Understand the business problem
Proseware is a young start-up, aiming to improve health care. One team at Proseware is working on a new web application that will help practitioners diagnose patients more quickly. Research has shown that diabetes is one of the diagnoses that is common, and easily detected when a certain pattern in the medical data of a patient is evident.
To launch the new web app for practitioners that will help them with diagnosing patients, the first feature to be rolled out in the app is a diabetes detector. The feature will enable a practitioner to collect medical data from a patient, fill it in the app, and learn whether there's a high chance of that patient having diabetes yes or no. The practitioners will use those insights with their expertise to give their patients advice on next steps.

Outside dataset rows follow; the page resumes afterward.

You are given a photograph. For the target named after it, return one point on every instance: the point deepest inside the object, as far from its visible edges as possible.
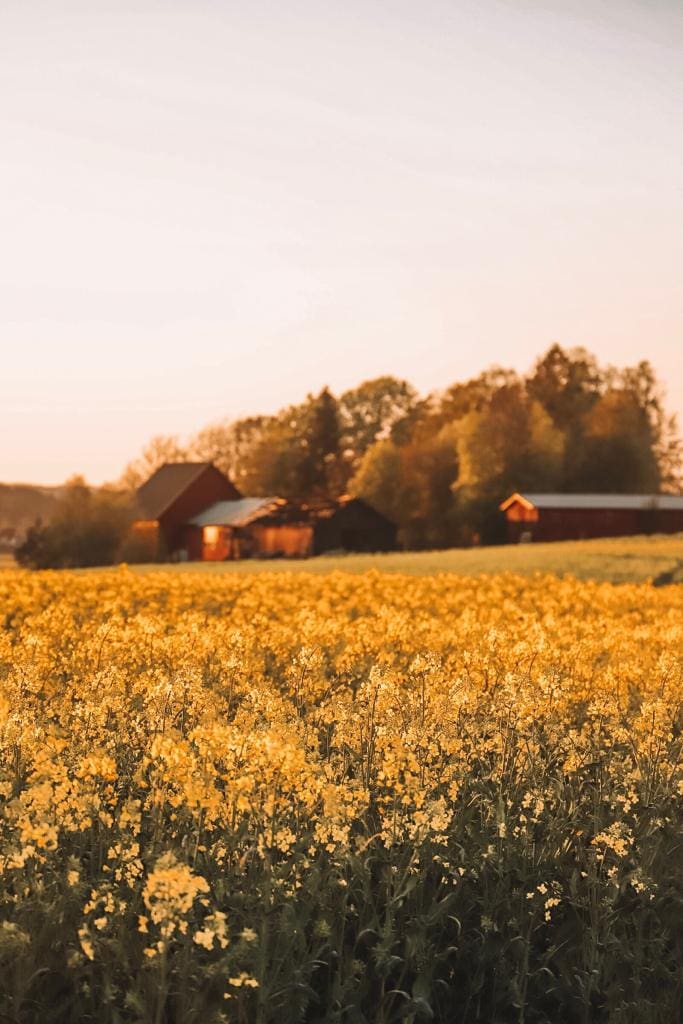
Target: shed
(568, 517)
(219, 531)
(174, 494)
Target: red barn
(575, 517)
(171, 497)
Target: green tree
(412, 485)
(372, 412)
(509, 444)
(88, 528)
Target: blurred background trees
(437, 466)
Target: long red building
(575, 517)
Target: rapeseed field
(339, 798)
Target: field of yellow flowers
(339, 798)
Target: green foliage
(439, 466)
(88, 528)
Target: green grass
(614, 559)
(631, 559)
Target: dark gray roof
(237, 513)
(164, 486)
(667, 502)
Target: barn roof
(630, 502)
(237, 513)
(166, 485)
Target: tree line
(439, 465)
(436, 465)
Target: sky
(210, 208)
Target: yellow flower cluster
(162, 733)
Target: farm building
(575, 517)
(272, 526)
(193, 511)
(171, 497)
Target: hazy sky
(209, 209)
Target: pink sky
(209, 209)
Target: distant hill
(20, 505)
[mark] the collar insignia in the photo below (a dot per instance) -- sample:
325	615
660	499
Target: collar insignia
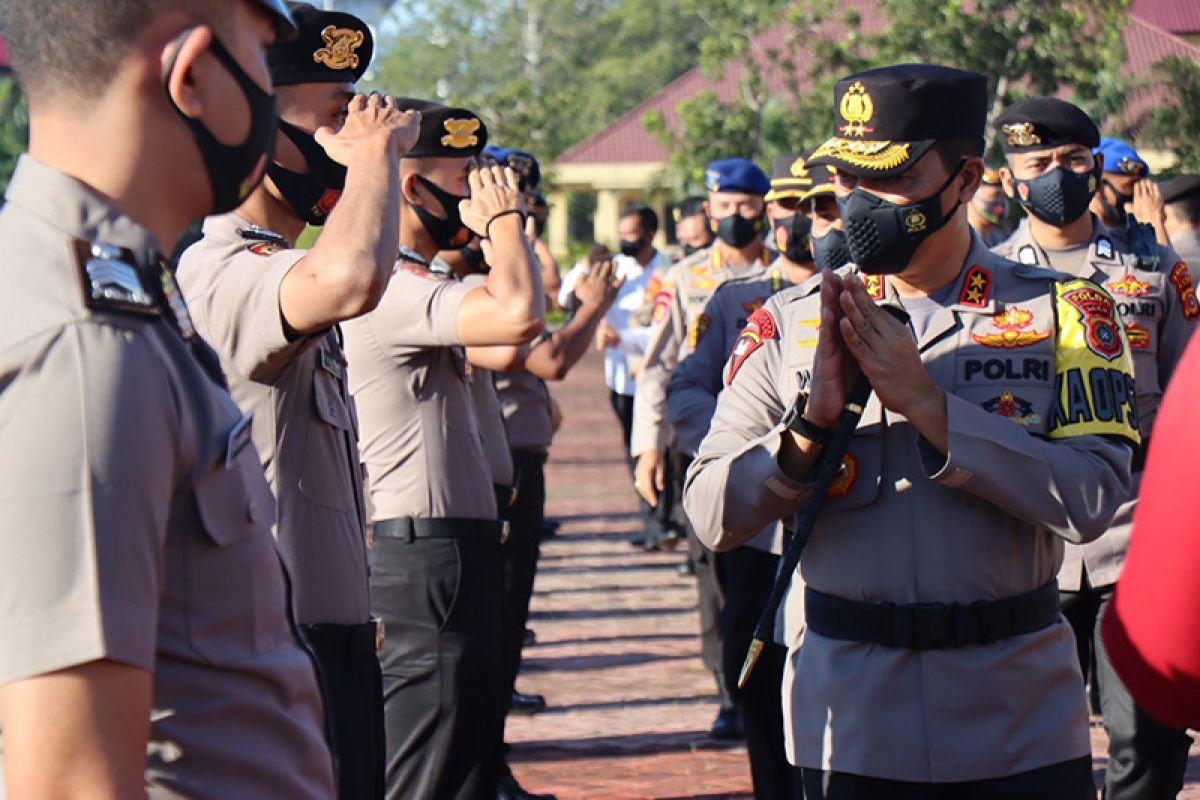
340	44
1020	134
857	108
460	133
976	288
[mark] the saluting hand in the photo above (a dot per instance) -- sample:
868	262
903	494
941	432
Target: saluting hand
369	121
599	287
886	350
493	191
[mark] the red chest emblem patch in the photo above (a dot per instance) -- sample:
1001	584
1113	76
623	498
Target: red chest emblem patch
760	328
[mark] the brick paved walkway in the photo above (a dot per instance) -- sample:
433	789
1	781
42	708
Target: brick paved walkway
617	654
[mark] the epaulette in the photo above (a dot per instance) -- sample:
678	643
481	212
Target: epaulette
111	280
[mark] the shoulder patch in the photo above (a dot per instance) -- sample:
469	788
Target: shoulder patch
1095	389
760	328
1181	278
111	280
976	288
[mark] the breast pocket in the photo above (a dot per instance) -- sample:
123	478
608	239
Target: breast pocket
324	477
234	582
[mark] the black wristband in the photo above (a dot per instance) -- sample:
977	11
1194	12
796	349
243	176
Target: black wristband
487	228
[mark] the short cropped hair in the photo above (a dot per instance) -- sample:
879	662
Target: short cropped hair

The data science team has created a classification model that accurately predicts whether someone has diabetes or not based on anonymized data. The model training is defined in a Jupyter notebook. It's now up to you as a machine learning engineer to take the work from the data science team and bring it to production.
To operationalize the model, you’ll want to:
- Convert the model training to a robust and reproducible pipeline.
- Test the code and the model in a development environment.
- Deploy the model in a production environment.
- Automate the end-to-end process.
Though a Jupyter notebook is ideal for experimentation, it’s not a good fit for production workloads. Your first task will be to convert the notebooks to scripts and to run the model training as an Azure Machine Learning job, so that the workflow can easily be triggered and automated.